Pelajaran dari Perjalanan

By Zulfa Rahmatina - 1:14 PM

source: walpaper.us
Malas membuka WhatsApp, sepertinya saya jadi lebih rajin mengunjungi YouTube, tak henti-hentinya saya menyaksikan perkembangan Lion Air. Belakangan, saya memang tertarik mempelajari ekspresi wajah orang-orang yang tampil di layar kaca–atau layar YouTube saya. Lebih-lebih, selalu menarik melihat takdir bekerja. Terhindar dari maut karena terlambat, karena memajukan keberangkatan, karena membatalkan jadwal. Mendekati pusaran maut karena dipindahtugaskan, karena tuntutan pekerjaan, karena ingin mendaftar beasiswa tahfidz, karena mau menonton konser, karena usai menyaksikan pertandingan sepakbola, dan macam-macam karena yang lainnya. Lantas, bermunculan paparan mengenai, dia sosok ayah yang saleh, kakak yang peduli, suami yang pengertian, tetangga yang baik, anak yang santun, sahabat yang menyenangkan, ibu yang penuh kasih sayang.

Semakin menyelami berita ini, semakin banyak pertanyaan yang saya simpan. Yang paling menyesakkan karena saya tidak yakin akan mendapatkan jawabannya adalah pertanyaan mengenai, bagaimana orang-orang memandang eksistensi saya di dunia ini usai akhir hayat saya nanti. Apakah ada sedikit saja kebaikan yang saya miliki, yang kelak menjadi perantara bagi orang-orang yang garis hidupnya telah bersinggungan dengan garis hidup saya, untuk melangitkan do'a agar Allaah mengampuni dosa-dosa, menerima sedikit amalan saya dan menempatkan saya di surga-Nya. Sungguh memilukan memikirkan hal itu ketika menyadari amal saya begitu rombeng dan cacat di banyak bagian.

Tapi peristiwa ini mengajarkan banyak hal. New perspective of life, kata Sinta Yudisia. Kita jadi menghargai nilai rumah kita yang tidak terjerembab gempa meski kecil dan sesak. Kita menghargai kendaraan butut kita karena bukan ia yang terempas di laut. Kita akan lebih menghargai keberadaan keluarga, teman, atau pasangan seberapa pun menjengkelkannya mereka, sebab bukan mereka yang keberadaannya memenuhi kantung mayat.

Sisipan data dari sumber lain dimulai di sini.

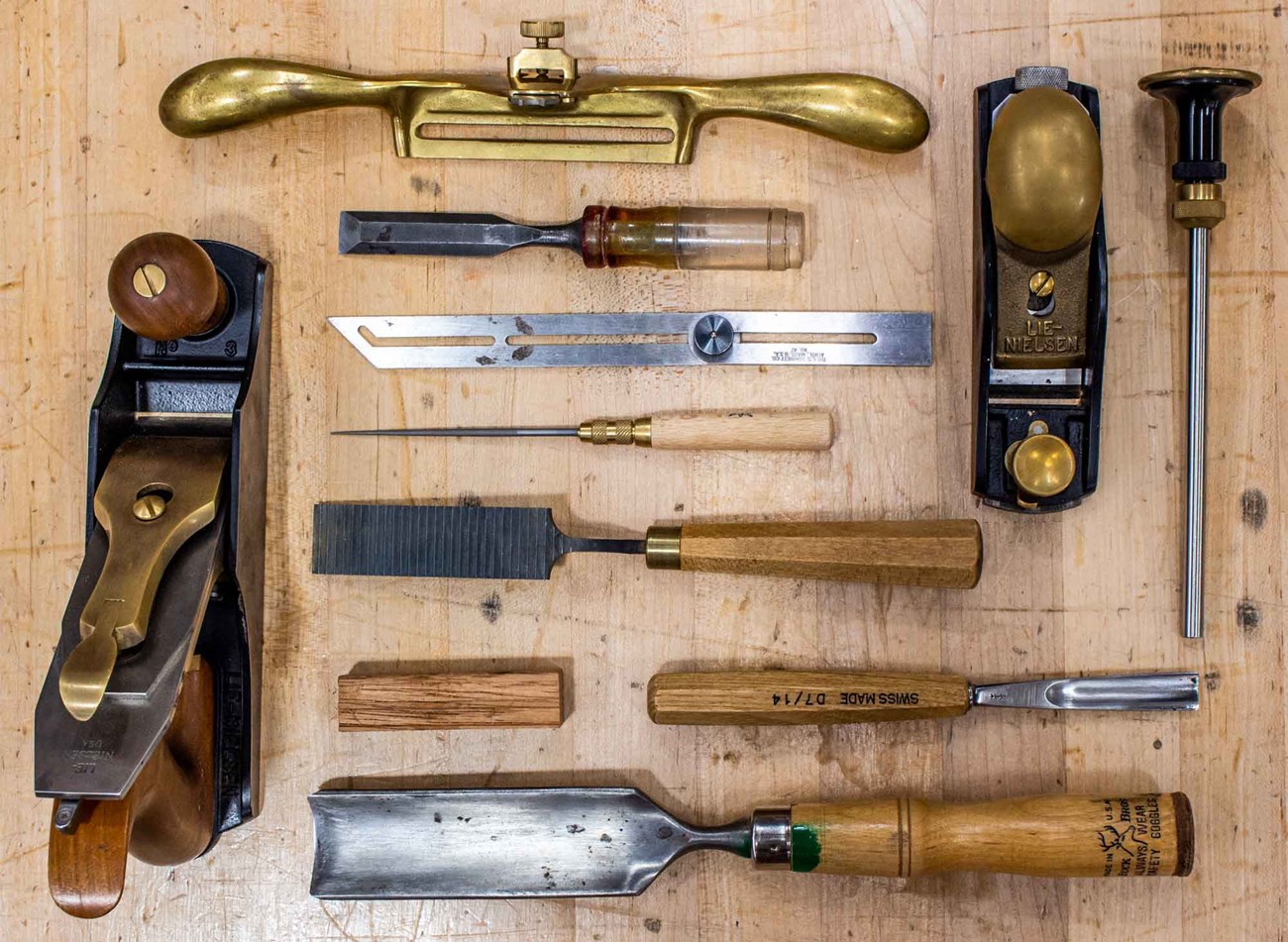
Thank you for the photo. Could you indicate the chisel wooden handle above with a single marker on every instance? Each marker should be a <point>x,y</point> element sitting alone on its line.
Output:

Kita, seharusnya menjadi lebih menyadari hakikat kehidupan ini. Hakikat mengapa pagi ini kita masih bangun dari tidur dalam keadaan sehat, dalam keadaan masih dapat berinteraksi dengan orang-orang terkasih, masih dapat bertemu dengan hal-hal baru, masih dapat merisaukan masa depan, masih dapat berdebar-debar menunggu pesan seseorang, melonjak kegirangan karena berita bahagia, atau membenamkan tangis karena kabar yang menguntai duka. Kita, seharusnya menjadi lebih bijak dalam meniti hari-hari.

Sebab tak ada perjalanan yang tidak menyisakan pelajaran. Maka jika di tengah perjalanan nanti niat kita tak lagi lurus, terlebih niatku, maukah kau meluruskannya?